Alors d’un côté nous avons une ressource indispensable pour la planète et de l’autre une ressource importante pour les industriels. Pourtant, c’est bien la seconde qui se développe au détriment de la première. Depuis 1990, 16.000 km2 ont basculé au profit de la culture des palmiers à huile.

L’étude de Stanford a travaillé avec des images satellites haute définition et des mesures faites sur le terrain. Elle a ciblé les terrains utilisés pour la culture des palmiers et les émissions en CO2 consécutives. Les chercheurs ont ainsi obtenu des cartes de l’expansion des cultures de 1990 à 2010.

En utilisant des méthodes de classifications mises au point par l’université Carnegie Mellon, ils ont pu obtenir le type de terre qui a été utilisé pour faire les nouvelles plantations, mais aussi le volume des émissions de carbone et les volumes de captation par la végétation environnante.

L’intérêt essentiel de cette étude est de faire la différence entre les types de terrains utilisés. Les chercheurs ont pu faire la différence entre les forêts, les champs de riz, les cultures de caoutchouc, les forêts secondaires, les cultures des petits exploitants. Grâce à toutes ces nouvelles données, ils ont pu tenir un décompte fidèle des émissions de carbone imputables aux seules cultures nécessaires à la production de l’huile de palme.

Les chercheurs ont interrogé les autorités locales et régionales. Le recensement des autorisations de cultures légales a été effectué. Cela représente 120.000 km2, l’équivalent de la surface d’un pays comme la Grèce. La plupart des surfaces unitaires dépassent les 100 km2. Beaucoup de ces autorisations ne sont pas encore utilisées. Si elles le sont, un tiers des terres de Kalimantan, la partie indonésienne de Bornéo, sera planté de palmier à huile d’ici 2020.

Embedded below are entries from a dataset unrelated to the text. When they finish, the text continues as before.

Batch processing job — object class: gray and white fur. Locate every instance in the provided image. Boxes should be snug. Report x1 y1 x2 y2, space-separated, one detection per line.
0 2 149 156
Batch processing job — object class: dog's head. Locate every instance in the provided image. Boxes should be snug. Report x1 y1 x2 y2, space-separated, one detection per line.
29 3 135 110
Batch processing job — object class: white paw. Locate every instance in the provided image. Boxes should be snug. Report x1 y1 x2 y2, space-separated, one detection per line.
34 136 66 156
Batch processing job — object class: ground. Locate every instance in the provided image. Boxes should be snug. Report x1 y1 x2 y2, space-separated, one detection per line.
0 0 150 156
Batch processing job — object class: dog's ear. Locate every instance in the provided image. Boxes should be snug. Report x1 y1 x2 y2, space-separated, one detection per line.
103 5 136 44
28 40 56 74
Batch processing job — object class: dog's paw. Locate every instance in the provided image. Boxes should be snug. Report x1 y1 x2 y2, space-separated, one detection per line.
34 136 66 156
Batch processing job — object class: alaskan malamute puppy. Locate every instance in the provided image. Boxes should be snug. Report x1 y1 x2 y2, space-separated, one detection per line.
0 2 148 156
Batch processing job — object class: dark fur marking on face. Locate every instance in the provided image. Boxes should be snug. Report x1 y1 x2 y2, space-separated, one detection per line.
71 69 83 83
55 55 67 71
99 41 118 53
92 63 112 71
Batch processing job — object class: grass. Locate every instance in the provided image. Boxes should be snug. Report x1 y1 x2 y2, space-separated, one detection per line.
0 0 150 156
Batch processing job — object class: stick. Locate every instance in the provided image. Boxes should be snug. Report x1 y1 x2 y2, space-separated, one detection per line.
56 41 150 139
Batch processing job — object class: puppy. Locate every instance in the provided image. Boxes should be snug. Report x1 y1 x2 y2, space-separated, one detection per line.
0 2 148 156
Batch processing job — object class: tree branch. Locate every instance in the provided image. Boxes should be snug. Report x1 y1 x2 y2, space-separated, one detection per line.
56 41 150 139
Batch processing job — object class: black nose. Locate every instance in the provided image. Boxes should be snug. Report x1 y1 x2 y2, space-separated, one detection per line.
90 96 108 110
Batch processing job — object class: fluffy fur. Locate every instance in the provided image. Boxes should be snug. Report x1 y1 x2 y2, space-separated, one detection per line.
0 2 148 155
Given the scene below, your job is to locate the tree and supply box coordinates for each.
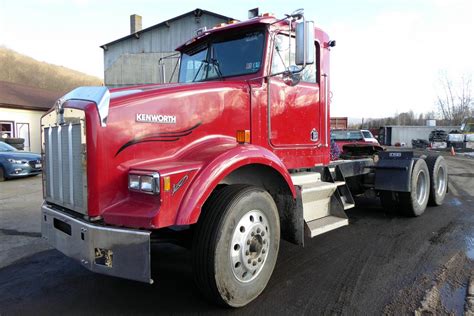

Sur place, l’habitant lambda de Kalimantan n’a aucune idée des enjeux des transformations en cours. Pour les scientifiques, c’est une expérience à échelle planétaire : remplacer la forêt par une monoculture sur une surface gigantesque. Une chose est sûre, la nature de l’île de Bornéo s’en trouve fragilisée, en proie aux feux, aux sécheresses et aux inondations.